Hay fiebre, peste, locura, heroísmo, hambre, viajes, venganzas, superstición, salvajismo y muerte para repartir, que demuestra que la violencia en Colombia es endémica. Todo ello narrado en el vigoroso, pero lírico lenguaje de un joven escritor, inexplicable para su época: “Un cuadrillero venático quería chancearse: vertió petróleo en una ponchera y lo ofreció a los indios. Como ninguno aceptó el engaño, les tiró encima la vasija llena. No sé quién rastrilló sus fósforos; pero al momento una llamarada crepitante achicharró a los indígenas, que se abalanzaron sobre el tumulto, con alarida loca, coronados de fuego lívido, abriéndose paso hacia las corrientes, donde se sumergieron agonizando.”
El párrafo citado da cuenta de lo que se puede denominar como el mal gratuito, infortunadamente una modalidad que no nos ha abandonado y que peligrosamente se ha venido normalizando en nuestro medio desde los tiempos de la Conquista.

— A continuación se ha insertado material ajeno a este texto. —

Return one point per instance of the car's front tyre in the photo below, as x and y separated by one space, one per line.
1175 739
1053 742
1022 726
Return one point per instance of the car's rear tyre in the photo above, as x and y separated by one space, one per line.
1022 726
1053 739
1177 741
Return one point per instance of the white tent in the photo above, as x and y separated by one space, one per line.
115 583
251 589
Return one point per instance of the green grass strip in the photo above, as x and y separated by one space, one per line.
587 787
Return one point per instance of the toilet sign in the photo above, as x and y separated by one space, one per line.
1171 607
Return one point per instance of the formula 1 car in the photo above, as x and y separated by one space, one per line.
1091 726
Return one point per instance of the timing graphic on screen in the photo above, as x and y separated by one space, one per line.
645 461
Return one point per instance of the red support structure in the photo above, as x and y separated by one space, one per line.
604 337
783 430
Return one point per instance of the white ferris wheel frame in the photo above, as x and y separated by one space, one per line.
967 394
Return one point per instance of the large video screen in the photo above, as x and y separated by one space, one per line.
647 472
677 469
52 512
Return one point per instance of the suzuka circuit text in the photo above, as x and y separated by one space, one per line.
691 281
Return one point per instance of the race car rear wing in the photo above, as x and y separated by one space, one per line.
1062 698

Pero es tal la plasticidad literaria de Rivera que, así como tiene de sobra lenguaje para reproducir el horror, también lo tiene para aliviar la carga de violencia de su narración con pasajes cuyo lirismo y paisajismo demuestra que el autor huilense, no solo es uno de los mejores exponentes de la prosa poética tan propia del Modernismo, sino que es también heredero del Romanticismo: “Y la aurora surgió entre nosotros; sin que advirtiéramos el momento preciso, empezó a flotar sobre los pajonales un vapor sonrosado que ondulaba en la atmósfera como ligera muselina. Las estrellas se adormecieron, y en la lontananza de ópalo, al nivel de la tierra, apareció un celaje de incendio, una pincelada violenta, un coágulo rubí.”
Es tal la importancia de la novela del poeta y narrador huilense, que el prestigioso crítico norteamericano y profesor en las universidades de Kansas y California, Seymour Menton, en su sesudo estudio La novela colombiana, planetas y satélites (Fonde De Cultura Económica, 2007), plantea que la novelística colombiana se sostiene en cuatro pilares, uno de ellos, La vorágine (los otros tres son: María, Frutos de mi tierra y Cien años de soledad).
En el mencionado estudio, Menton aclara que la novela de Rivera va mucho más allá del género en el que se le suele encasillar, el de la novela telúrica, y reconoce el valor universal que tiene, merced al diálogo que establece con obras clásicas, tal como lo mostré en los párrafos precedentes.
A ello se le agrega que la novela (a la que es más que justo conmemorar y justipreciar en su centenario, no sólo en Colombia sino en el mundo hispanohablante) ubica a su autor en el movimiento más importante de las letras hispánicas, unas veces en la segunda generación del Modernismo y otras en una tercera, también llamada posmodernismo, ello debido a la inmensurable calidad poética de Rivera, nada lejos de sus antecesores Rubén Darío y Del Casal y muy alineado con el mexicano Juan José Othón y el uruguayo Horacio Quiroga.
¿Cómo no volver sobre este libro maravilloso (ojalá con una lujosa edición crítica como la que se hizo a propósito de los cuarenta años de Cien años de soledad), que durante muchas décadas fue lectura insoslayable en el ámbito académico?, ¿cómo no poner en el plano que se merece a esa Odisea nacional, paradigma de una épica nacional?, ¿Cómo no traer de vuelta a este libro de aluvión que en este mes cumple un siglo exacto de haberse convertido en la singladura homérica, en la Odisea de la literatura colombiana?